Saat dihajar oleh kedua rivalnya selama debat, Prabowo memang cenderung menampilkan gestikulasi kesedihan yang membuat publik justru bersimpati kepadanya.
Namun siapa yang menyangka, pasca diumumkan sebagai presiden terpilih dalam kontestasi Pemilu 2024, Prabowo nampaknya mulai kembali ke setelan pabriknya.
Lebih lanjut oia menjelaskan, publik mungkin pelan-pelan harus sadar bahwa branding gemoy yang dipakai selama masa kampanye Pilpres 2024 hanyalah manipulasi citra untuk menarik simpati pemilih generasi Y dan Z.
Branding itu menurutnya, sangat kontradiktif dengan karakteristik Prabowo yang sangat militeristik.
Dalam konteks ini, Prabowo tentu tidak nyaman untuk terus hidup dalam citra yang direkayasa itu.
Prabowo mau tidak mau harus kembali ke karakter aslinya yang sangat militeristik.
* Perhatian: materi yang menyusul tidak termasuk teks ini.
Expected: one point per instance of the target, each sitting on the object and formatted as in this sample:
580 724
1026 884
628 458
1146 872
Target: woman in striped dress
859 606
Sebab karakter ini paling relevan dikomunikasikan dengan cara yang sangat mekanistis.”
Dalam komunikasi politik, jelas Ferdi, paradigma mekanistis cenderung memusatkan perhatian pada efek politik dari pesan yang disampaikan.
Paradigma ini tidak peduli pada diri individu yang mampu melakukan filter konseptual sebagaimana diyakini dalam paradigma psikologis.
Di sisi lain, paradigma ini juga tidak mempertimbangkan pentingnya pola komunikasi dialogis yang merangsang partisipasi publik sebagaimana diyakini dalam paradigma interaksional.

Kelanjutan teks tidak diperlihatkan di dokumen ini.